The Easley matter is far from over. The board appears to have uncovered enough evidence to justify felony charges. Federal prosecutors are also reportedly looking into Easley's activities, including his wife's hiring and extraordinary pay raise at N.C. State University. Two questions remain:
1. Is there enough evidence to convict Easley or others in state or federal court?
2. What will be the political fallout from this mess?
In 2008, Democrats got a pass on the shenanigans of party leaders and elected officials. Although former Speaker of the House Jim Black was in federal prison for trading illegal campaign contributions for legislative action and lesser officials were imprisoned or fined, voters elected another Democrat as governor and gave Democrats an unstoppable majority in both chambers of the General Assembly. The turnout for Barack Obama, the first Democratic presidential candidate to carry the state since Jimmy Carter did it in 1976, helped ensure the Democrats' success, but Obama will not be on the ballot next year.

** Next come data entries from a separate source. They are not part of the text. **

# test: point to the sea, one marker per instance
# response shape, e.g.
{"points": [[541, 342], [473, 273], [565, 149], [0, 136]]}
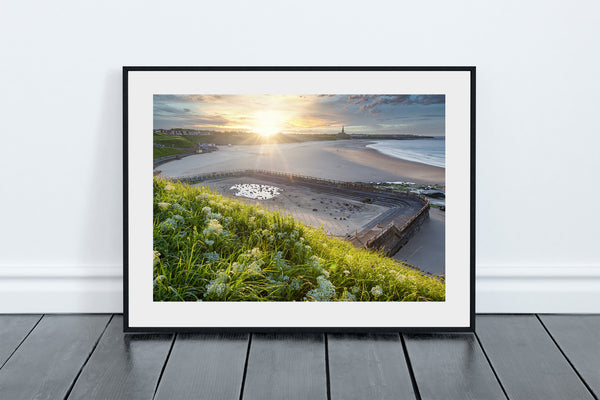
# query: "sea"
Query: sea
{"points": [[424, 151]]}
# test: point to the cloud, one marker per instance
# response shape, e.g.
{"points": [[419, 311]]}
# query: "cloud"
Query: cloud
{"points": [[187, 98], [371, 103]]}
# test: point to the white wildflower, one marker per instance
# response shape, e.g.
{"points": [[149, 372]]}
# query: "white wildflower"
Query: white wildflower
{"points": [[214, 228], [168, 224], [323, 292], [295, 284], [212, 256], [214, 216], [376, 291], [158, 280], [255, 252]]}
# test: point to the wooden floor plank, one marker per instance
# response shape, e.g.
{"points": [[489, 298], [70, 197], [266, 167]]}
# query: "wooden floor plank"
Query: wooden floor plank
{"points": [[286, 366], [13, 329], [368, 366], [526, 360], [123, 366], [208, 367], [46, 364], [579, 338], [451, 366]]}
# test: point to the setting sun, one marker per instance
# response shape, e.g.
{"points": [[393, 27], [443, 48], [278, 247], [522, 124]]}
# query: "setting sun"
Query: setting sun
{"points": [[268, 123]]}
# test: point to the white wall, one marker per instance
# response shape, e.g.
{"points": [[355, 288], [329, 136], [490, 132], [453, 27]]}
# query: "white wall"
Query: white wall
{"points": [[537, 127]]}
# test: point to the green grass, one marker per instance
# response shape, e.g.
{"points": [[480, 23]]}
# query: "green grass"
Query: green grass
{"points": [[166, 151], [210, 248]]}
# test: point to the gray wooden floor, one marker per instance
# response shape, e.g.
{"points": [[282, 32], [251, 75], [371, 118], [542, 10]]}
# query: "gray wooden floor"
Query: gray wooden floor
{"points": [[510, 356]]}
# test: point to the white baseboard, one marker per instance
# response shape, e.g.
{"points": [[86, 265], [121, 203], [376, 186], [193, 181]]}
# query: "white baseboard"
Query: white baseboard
{"points": [[519, 290], [51, 289], [505, 289]]}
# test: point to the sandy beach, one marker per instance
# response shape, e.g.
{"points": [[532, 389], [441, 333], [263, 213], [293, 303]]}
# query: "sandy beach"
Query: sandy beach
{"points": [[344, 160], [339, 216]]}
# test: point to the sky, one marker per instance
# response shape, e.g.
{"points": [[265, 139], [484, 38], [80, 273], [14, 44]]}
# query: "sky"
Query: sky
{"points": [[304, 114]]}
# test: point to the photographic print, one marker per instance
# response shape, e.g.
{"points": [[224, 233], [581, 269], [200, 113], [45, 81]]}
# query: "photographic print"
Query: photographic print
{"points": [[325, 203]]}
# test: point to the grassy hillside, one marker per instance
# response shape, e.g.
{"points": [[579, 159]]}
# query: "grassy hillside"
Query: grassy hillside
{"points": [[209, 248]]}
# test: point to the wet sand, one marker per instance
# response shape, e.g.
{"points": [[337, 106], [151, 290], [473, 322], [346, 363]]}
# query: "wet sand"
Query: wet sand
{"points": [[337, 215], [344, 160]]}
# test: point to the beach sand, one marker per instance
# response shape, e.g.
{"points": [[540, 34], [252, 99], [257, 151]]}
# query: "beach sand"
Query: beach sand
{"points": [[344, 160], [337, 215]]}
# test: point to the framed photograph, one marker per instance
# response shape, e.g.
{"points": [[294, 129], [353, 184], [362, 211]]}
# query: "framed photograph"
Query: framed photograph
{"points": [[299, 198]]}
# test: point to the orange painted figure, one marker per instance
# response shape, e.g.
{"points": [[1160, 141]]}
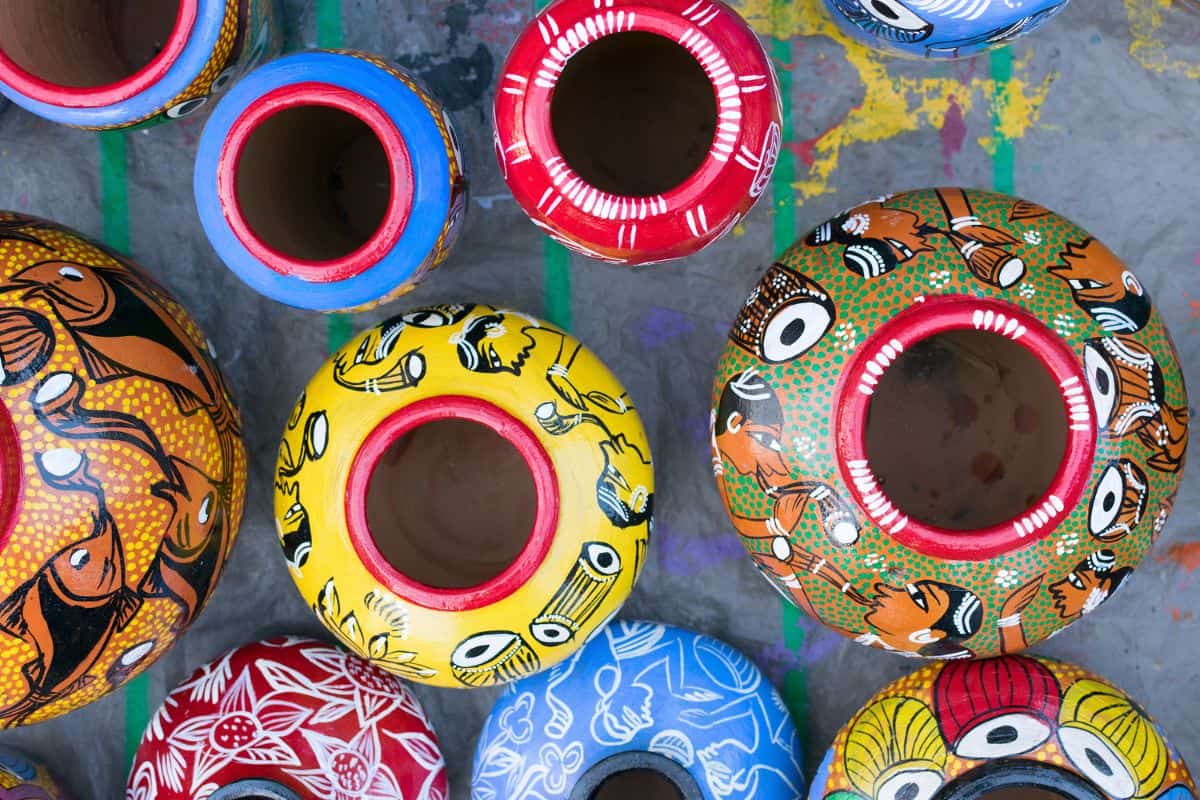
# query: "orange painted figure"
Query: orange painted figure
{"points": [[121, 474]]}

If Republicans can produce viable candidates who will offer an alternative to the usual insider favoritism and flouting of laws and regulations that has been exposed by the Board of Elections hearings, Republicans can make substantial gains in 2010. Gov. Bev Perdue has seen her approval ratings plummet, and Democrats won't have Obama to lead the ticket next year. Republicans will have a real chance next year, but the party has a record of blowing opportunities. Internal fighting and demands for ideological purity have crippled Republicans in the past. Let's see if they can take advantage of the golden opportunity Easley and other Democrats have provided them.